"Didn't want them!" exclaimed her step-mother. "And how would you expect to get married without them?"

"I don't want to be married!" said Dawn desperately, and then closed her lips tightly, with a frightened look toward the door. She had not meant to let any one know that. The words had come of themselves out of her weary heart.

"Well, upon my word! You're the queerest girl! Any other girl in the world would be in high feather over your chances; but you always were the stubbornest, most contrary creature that ever drew breath. Whatever did you say you'd get married for if you didn't want to?"

"I don't think I ever did," said the girl sadly. "It just came in spite of me."

"That's all foolishness. Don't talk such things to me. No girl has to be married unless she chooses, and I'll warrant you had your hand in it from the start. Besides, it's too late to talk of such things now. It wouldn't be honorable to draw back now, after he's got the house bought and all."

"I know it," said Dawn miserably, and stood looking out the window blindly, swallowing hard to keep back the tears. She felt that she must have reached the limit of her endurance when she would let her step-mother see her state of mind.

Mrs. Van Rensselaer eyed her keenly, suspiciously. At last she ventured another question.

"Have you got any other beau in your head, Jemima?" she said. "Because if you have, you'd better put him out pretty suddenly. If your father should find it out, he would—I don't know what he would do. He would certainly punish you well, big girl as you are. Is that what's the matter? Answer me! Have you got another beau?"

Dawn looked up with great angry, flashing eyes, horror changing into contempt.

"I have never even thought of such a dreadful thing!" she said, with a withering look, and swept haughtily from the room.
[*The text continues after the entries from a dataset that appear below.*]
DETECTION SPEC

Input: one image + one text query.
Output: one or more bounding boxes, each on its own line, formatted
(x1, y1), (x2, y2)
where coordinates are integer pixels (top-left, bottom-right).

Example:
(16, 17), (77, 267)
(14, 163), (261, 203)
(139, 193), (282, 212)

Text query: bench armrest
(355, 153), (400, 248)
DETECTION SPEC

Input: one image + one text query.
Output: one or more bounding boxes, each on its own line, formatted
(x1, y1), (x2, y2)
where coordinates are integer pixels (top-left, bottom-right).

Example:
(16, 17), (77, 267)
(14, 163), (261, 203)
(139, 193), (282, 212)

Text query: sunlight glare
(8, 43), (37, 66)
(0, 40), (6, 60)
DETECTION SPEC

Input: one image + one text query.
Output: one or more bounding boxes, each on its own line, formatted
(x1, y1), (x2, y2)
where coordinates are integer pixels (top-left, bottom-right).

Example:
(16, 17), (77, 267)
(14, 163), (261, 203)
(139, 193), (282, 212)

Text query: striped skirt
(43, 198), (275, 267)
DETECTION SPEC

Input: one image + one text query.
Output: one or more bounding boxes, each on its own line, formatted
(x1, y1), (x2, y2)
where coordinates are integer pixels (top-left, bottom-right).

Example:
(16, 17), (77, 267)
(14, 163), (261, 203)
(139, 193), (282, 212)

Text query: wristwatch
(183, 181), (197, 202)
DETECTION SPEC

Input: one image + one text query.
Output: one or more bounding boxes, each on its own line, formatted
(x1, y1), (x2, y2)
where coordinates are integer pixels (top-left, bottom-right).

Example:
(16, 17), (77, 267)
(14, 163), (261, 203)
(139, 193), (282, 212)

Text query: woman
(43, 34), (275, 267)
But on the way upstairs the color crept slowly into her cheeks, and her eyes drooped half-ashamed. Was there? Yes, there was some one else enshrined within her heart, some one whose face had smiled in sympathy just once, and toward whom she felt as she had never felt to any human being save her mother. Of course he was nothing to her but the vision of a moment, and never, never, could he be called by the hateful word her stepmother had used, that detestable word "beau." It seemed to the poor, tried child as if she could almost kill any one who used that word.